Durante pronunciamento na Câmara, o vereador Alexandre Zoche manifestou forte preocupação com os sucessivos atrasos no repasse de emendas impositivas destinadas a entidades esportivas do município. Segundo ele, a demora na liberação dos recursos tem causado sérios prejuízos às associações, comprometendo o funcionamento de projetos e eventos planejados ao longo do ano.

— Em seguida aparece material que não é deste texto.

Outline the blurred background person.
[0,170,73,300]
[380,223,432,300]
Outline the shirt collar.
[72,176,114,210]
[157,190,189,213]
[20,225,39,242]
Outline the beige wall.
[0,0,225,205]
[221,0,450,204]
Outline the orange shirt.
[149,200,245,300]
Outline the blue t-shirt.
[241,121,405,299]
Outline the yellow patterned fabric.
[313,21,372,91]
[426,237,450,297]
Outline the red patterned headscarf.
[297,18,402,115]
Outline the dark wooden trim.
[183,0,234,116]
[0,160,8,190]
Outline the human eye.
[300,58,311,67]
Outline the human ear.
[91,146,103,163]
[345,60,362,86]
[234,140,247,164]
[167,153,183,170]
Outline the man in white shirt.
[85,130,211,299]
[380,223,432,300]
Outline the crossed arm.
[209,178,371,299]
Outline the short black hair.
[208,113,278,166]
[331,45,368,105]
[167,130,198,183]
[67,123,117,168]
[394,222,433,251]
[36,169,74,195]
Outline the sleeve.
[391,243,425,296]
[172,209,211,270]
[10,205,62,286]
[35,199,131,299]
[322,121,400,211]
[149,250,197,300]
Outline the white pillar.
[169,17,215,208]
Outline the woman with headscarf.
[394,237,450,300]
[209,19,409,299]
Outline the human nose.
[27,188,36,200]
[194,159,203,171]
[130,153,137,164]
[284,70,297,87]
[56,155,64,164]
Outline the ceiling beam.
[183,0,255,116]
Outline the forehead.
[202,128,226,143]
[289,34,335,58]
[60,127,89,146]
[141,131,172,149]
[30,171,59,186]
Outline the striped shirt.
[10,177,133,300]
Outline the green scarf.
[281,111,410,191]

Oito meses de atraso e incerteza no pagamento
Zoche relatou que o setor esportivo esperou oito meses para que o chamamento público finalmente saísse do papel. O primeiro pagamento parcial foi efetuado apenas em setembro, e o segundo, que deveria ter sido realizado até o 15º dia útil de outubro, ainda não havia sido pago até o dia 29. “Emendas impositivas celebradas tinham prazo até o dia 5 para serem pagas e não foram. O que vai acontecer com as entidades?”, questionou o vereador, destacando que muitos projetos já estavam em andamento e dependiam desses recursos para cobrir despesas programadas. Segundo ele, algumas associações participaram de competições no fim de semana contando com os valores das emendas, mas, sem o repasse, tiveram de arcar com os custos por conta própria. “O que passou já não pode ser pago com recurso público”, alertou.

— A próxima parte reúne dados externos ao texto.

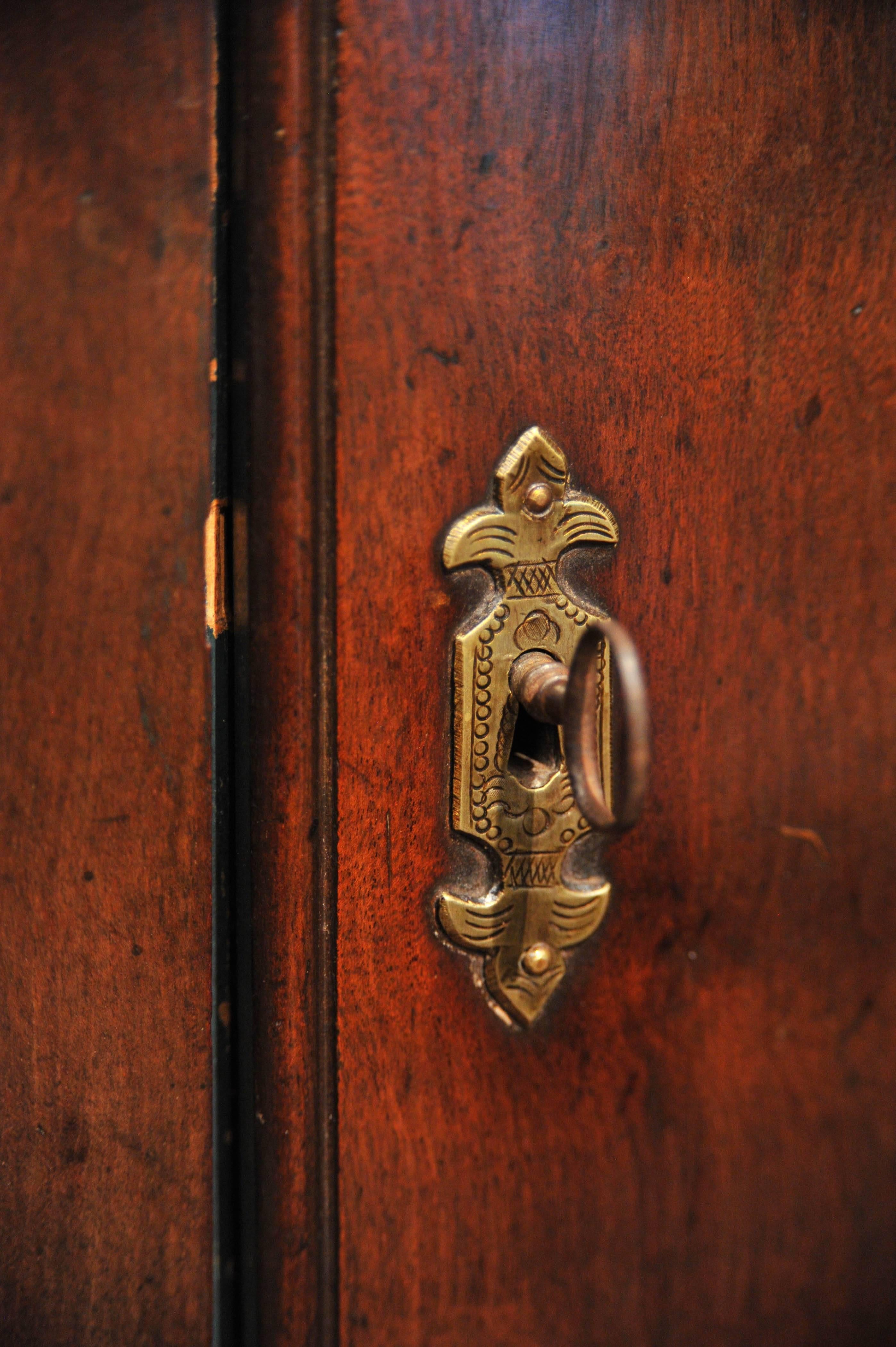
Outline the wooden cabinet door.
[245,0,896,1347]
[0,0,214,1347]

Entidades recorrem a sacrifícios pessoais
Zoche relatou casos preocupantes de dirigentes que recorreram a medidas extremas para manter as entidades em funcionamento. “Tem associação que o presidente colocou o carro pessoal à venda para pagar contas. Isso é um descaso com as entidades e com o recurso público, é inadmissível”, afirmou.
O vereador cobrou do Executivo uma postura clara: ou o município assume o compromisso de cumprir os prazos estabelecidos, ou comunica oficialmente a suspensão dos repasses. “Fazer isso com as entidades é um desrespeito”, completou.
Descompasso entre exigências e prática do poder público
Outro ponto criticado foi a incoerência entre a rigidez cobrada das entidades e a falta de pontualidade do próprio poder público. Zoche lembrou que, caso as associações atrasem um dia sequer na prestação de contas, sofrem bloqueios imediatos — enquanto o município acumula atrasos sem justificativa plausível. “Isso revolta todo mundo. Oitenta por cento das entidades esportivas são formadas por voluntários, e estão quase chegando ao ponto de vender bens pessoais para honrar compromissos assumidos acreditando no repasse municipal”, lamentou.
Reação e cobrança de responsabilidade
O vereador afirmou que, diante da situação, as entidades voltam a depender de ações beneficentes como rifas e jantares para cobrir gastos, o que não deveria ser necessário em um sistema de emendas regulamentado por lei. “Temos leis federal e municipal que disciplinam o pagamento das emendas. Se o prefeito decidir não repassar, que assuma oficialmente essa decisão. Mas, se o compromisso foi assumido, que cumpra os prazos legais”, reforçou.
Zoche encerrou seu pronunciamento cobrando mais seriedade, honestidade e competência na gestão dos recursos públicos. “Não façam das pessoas que estão lá de palhaços. Se as informações que estamos recebendo forem verdadeiras, o Ministério Público terá de agir com firmeza. A parte do município precisa ser cuidada com responsabilidade”, concluiu.